I have this sequence of random variables: $$X_{1}(w) = \mathbb{1}_{(1/2,1]}(w), X_{2}(w) = \mathbb{1}_{(0,1/2]}(w), X_{3}(w) = \mathbb{1}_{(3/4,1]}(w), X_{4}(w) = \mathbb{1}_{(1/2,3/4]}(w) ...$$
I know and I understand that this sequence converges in Probability: $P(|X_{n}|>0) \longrightarrow 0$, $\textbf{but not almost sure}$, because since for any $\omega \in (0,1]$ and $N \in \mathbb{N}$ there exist $\textbf{n}$, $\textbf{m} \geq N$ such that $X_{n} = 1$ and $X_{m} = 0$.

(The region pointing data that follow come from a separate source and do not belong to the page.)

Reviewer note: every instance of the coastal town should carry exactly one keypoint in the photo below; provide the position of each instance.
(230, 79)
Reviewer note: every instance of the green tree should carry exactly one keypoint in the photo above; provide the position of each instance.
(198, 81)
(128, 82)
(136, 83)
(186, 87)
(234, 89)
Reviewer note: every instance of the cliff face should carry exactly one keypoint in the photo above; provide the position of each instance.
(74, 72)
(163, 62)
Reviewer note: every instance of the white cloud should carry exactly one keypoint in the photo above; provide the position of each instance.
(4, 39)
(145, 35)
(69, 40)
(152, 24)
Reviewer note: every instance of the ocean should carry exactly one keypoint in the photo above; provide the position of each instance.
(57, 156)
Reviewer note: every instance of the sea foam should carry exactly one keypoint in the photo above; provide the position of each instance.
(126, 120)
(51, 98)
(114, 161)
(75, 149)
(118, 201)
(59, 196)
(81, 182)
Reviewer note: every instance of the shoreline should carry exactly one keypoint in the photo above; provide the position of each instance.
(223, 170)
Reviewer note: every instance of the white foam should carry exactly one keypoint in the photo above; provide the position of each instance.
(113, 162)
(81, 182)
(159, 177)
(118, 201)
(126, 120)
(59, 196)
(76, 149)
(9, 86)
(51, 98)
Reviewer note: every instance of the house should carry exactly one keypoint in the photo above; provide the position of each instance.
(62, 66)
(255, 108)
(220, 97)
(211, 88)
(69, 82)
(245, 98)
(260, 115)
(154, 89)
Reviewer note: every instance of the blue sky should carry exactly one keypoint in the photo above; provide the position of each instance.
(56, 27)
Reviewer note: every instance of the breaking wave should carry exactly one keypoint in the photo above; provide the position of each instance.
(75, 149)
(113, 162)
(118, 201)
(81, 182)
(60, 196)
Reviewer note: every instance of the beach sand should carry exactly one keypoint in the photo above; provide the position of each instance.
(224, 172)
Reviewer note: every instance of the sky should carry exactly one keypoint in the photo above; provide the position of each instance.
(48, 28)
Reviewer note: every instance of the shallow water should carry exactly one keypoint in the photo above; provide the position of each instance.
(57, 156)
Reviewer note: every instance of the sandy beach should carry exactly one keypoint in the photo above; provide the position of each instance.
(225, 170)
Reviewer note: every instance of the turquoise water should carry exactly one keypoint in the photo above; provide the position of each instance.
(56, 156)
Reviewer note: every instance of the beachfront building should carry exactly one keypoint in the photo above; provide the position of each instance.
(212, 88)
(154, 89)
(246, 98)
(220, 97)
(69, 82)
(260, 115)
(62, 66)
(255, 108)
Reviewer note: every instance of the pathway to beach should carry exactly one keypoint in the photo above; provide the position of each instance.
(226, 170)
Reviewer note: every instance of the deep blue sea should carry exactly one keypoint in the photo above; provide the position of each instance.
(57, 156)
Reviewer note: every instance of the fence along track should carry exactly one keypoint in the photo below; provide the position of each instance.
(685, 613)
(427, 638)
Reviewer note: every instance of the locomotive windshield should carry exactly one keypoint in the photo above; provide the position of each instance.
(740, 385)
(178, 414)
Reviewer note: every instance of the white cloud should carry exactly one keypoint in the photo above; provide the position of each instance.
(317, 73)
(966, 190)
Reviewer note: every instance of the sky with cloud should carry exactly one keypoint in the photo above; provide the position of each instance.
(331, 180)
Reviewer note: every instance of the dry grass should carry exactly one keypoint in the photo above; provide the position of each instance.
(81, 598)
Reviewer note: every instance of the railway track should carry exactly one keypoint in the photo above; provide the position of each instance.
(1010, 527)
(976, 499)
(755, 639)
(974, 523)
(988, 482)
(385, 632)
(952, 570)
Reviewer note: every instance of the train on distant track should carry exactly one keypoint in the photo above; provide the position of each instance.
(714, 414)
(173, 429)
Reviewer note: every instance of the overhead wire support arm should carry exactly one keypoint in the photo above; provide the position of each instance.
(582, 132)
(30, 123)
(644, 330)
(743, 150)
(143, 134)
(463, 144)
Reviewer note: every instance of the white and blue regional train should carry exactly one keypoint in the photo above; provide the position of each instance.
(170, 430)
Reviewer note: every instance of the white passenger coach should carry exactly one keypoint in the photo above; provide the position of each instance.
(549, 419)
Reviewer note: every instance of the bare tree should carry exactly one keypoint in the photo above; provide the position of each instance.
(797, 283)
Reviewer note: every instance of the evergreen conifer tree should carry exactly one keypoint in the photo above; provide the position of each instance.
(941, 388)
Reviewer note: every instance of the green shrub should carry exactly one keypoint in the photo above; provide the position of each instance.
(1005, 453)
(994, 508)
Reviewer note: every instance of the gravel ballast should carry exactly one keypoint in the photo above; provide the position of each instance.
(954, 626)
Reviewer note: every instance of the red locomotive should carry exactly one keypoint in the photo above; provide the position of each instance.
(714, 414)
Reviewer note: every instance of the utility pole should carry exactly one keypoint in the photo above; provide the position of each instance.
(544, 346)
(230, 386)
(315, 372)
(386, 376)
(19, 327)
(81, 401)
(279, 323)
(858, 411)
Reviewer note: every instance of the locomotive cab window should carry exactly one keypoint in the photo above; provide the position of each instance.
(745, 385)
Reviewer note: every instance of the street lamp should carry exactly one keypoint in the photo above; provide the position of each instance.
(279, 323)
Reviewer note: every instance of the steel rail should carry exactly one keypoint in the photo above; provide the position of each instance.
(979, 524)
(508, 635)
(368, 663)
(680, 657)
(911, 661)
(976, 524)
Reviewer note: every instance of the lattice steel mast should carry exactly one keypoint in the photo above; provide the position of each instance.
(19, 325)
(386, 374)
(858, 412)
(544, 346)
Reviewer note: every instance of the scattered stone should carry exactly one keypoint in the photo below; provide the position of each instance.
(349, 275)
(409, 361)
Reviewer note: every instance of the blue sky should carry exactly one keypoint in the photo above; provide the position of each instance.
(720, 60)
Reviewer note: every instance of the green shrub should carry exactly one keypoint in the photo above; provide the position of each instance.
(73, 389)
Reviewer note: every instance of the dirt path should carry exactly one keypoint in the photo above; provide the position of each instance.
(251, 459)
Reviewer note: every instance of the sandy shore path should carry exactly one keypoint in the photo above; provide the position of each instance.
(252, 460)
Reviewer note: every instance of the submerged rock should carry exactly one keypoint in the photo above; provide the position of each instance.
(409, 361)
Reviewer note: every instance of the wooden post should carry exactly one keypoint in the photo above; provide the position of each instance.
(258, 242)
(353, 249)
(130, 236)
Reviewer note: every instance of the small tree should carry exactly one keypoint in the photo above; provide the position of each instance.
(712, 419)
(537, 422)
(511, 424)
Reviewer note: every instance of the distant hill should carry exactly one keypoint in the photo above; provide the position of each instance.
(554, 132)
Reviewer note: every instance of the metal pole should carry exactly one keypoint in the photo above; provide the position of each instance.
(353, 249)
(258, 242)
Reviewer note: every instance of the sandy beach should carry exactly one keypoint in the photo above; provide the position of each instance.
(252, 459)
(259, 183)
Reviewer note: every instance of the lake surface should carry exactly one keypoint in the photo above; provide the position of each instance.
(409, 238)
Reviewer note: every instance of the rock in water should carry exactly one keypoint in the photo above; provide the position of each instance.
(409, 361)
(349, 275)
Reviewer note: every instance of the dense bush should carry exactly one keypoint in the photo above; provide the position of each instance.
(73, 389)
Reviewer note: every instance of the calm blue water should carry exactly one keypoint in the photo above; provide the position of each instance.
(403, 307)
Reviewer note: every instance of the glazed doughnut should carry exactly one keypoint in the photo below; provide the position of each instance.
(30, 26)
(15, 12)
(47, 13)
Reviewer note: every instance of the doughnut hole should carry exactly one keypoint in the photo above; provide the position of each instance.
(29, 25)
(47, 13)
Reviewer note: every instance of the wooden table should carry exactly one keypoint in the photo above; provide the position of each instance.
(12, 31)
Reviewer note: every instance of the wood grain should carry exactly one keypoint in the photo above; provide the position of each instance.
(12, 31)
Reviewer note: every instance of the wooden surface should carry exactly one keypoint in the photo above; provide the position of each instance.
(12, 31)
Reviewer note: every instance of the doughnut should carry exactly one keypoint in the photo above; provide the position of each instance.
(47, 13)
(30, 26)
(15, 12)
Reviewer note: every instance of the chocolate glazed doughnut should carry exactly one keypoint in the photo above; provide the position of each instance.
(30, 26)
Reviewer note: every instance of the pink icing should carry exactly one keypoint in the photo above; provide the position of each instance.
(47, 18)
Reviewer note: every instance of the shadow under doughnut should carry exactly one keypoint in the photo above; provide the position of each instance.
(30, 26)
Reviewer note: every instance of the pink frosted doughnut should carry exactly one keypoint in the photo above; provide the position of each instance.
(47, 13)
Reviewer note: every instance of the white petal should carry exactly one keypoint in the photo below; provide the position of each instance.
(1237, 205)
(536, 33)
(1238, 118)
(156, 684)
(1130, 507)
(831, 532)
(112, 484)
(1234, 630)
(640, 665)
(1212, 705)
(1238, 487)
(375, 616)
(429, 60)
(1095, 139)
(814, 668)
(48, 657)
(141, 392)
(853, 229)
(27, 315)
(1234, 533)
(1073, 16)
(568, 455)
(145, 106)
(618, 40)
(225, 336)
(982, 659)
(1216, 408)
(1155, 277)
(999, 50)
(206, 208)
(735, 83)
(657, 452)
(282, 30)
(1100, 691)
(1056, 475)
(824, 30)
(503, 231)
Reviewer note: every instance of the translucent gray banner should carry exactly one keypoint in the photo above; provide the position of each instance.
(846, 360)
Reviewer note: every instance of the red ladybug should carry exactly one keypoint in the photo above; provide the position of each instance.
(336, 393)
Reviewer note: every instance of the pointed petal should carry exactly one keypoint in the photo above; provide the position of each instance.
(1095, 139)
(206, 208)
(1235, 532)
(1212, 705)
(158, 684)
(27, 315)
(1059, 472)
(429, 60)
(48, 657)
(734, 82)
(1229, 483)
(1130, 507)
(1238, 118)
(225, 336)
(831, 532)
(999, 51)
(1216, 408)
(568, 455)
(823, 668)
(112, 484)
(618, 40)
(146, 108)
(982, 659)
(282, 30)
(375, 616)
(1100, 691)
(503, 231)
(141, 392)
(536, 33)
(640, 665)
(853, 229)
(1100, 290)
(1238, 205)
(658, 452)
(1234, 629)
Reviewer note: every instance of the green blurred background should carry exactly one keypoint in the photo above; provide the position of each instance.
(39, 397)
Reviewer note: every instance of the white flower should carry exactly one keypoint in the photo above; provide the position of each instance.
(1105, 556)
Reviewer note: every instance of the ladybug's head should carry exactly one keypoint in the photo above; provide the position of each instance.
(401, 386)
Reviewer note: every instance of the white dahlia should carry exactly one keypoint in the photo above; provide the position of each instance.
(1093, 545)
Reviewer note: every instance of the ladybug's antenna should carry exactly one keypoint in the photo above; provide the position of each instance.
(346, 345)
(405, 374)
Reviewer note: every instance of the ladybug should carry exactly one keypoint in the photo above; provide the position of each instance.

But Why this sequence bellow converges to $0$ almost surely?
$$Y_{1}(w) = \mathbb{1}_{(0,1/2]}(w), Y_{2}(w) = \mathbb{1}_{(0,1/2]}(w), Y_{3}(w) = \mathbb{1}_{(0,1/4]}(w), Y_{4}(w) = \mathbb{1}_{(0,1/4]}(w) ...$$
Thanks guys!
So the probability space we're working on is $\Omega = (0, 1]$. Note for any $\omega \in \Omega$, there exists $K$ such that we have $\frac{1}{k} < \omega$ for all $k \geq K$. In particular if $Y (\omega)= 1_{(0, 1/k]}(\omega)$ then $Y(\omega) = 0$. Eventually all the $Y$'s take the form $1_{(0, 1/k]}$ for $k \geq K$, hence $\lim_n Y_n(\omega) = 0$ for all $\omega \in \Omega$. This gives almost sure convergence.
In this case we showed convergence for all $\omega \in \Omega$ but you actually only show it for all $\omega \in \Omega_0$ where $\Omega_0 \subset \Omega$ is of probability 1.